We review here the possible mechanisms of neuronal degeneration caused by L-cysteine, an odd excitotoxin. L-Cysteine lacks the omega carboxyl group required for excitotoxic actions via excitatory amino acid receptors, yet it evokes N-methyl-D-aspartate (NMDA) -like excitotoxic neuronal death and potentiates the Ca2+ influx evoked by NMDA. Both actions are prevented by NMDA antagonists. One target for cysteine effects is thus the NMDA receptor. The following mechanisms are discussed now: (1) possible increase in extracellular glutamate via release or inhibition of uptake/degradation, (2) generation of cysteine alpha-carbamate, a toxic analog of NMDA, (3) generation of toxic oxidized cysteine derivatives, (4) chelation of Zn2+ which blocks the NMDA receptor-ionophore, (5) direct interaction with the NMDA receptor redox site(s), (6) generation of free radicals, and (7) formation of S-nitrosocysteine. In addition to these, we describe another new alternative for cytotoxicity: (8) generation of the neurotoxic catecholamine derivative, 5-S-cysteinyl-3,4-dihydroxyphenylacetate (cysdopac).
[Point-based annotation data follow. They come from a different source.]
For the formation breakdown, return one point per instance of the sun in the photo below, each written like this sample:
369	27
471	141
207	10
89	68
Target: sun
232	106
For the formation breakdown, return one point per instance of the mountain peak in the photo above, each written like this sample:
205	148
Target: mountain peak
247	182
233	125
我们在此综述由奇特的兴奋性毒素L-半胱氨酸引起神经元变性的可能机制。L-半胱氨酸缺乏通过兴奋性氨基酸受体产生兴奋性毒性作用所需的ω羧基,但它能引发类似N-甲基-D-天冬氨酸(NMDA)的兴奋性毒性神经元死亡,并增强NMDA诱发的Ca2+内流。这两种作用均能被NMDA拮抗剂阻断。因此,半胱氨酸作用的一个靶点是NMDA受体。现将以下机制进行讨论:(1)通过释放或抑制摄取/降解可能导致细胞外谷氨酸增加;(2)生成半胱氨酸α-氨基甲酸酯,一种NMDA的毒性类似物;(3)生成有毒的氧化半胱氨酸衍生物;(4)螯合Zn2+,其可阻断NMDA受体离子通道;(5)与NMDA受体氧化还原位点直接相互作用;(6)产生自由基;(7)形成S-亚硝基半胱氨酸。除此之外,我们还描述了另一种细胞毒性的新机制:(8)生成神经毒性儿茶酚胺衍生物5-S-半胱氨酰-3,4-二羟基苯乙酸(cysdopac)。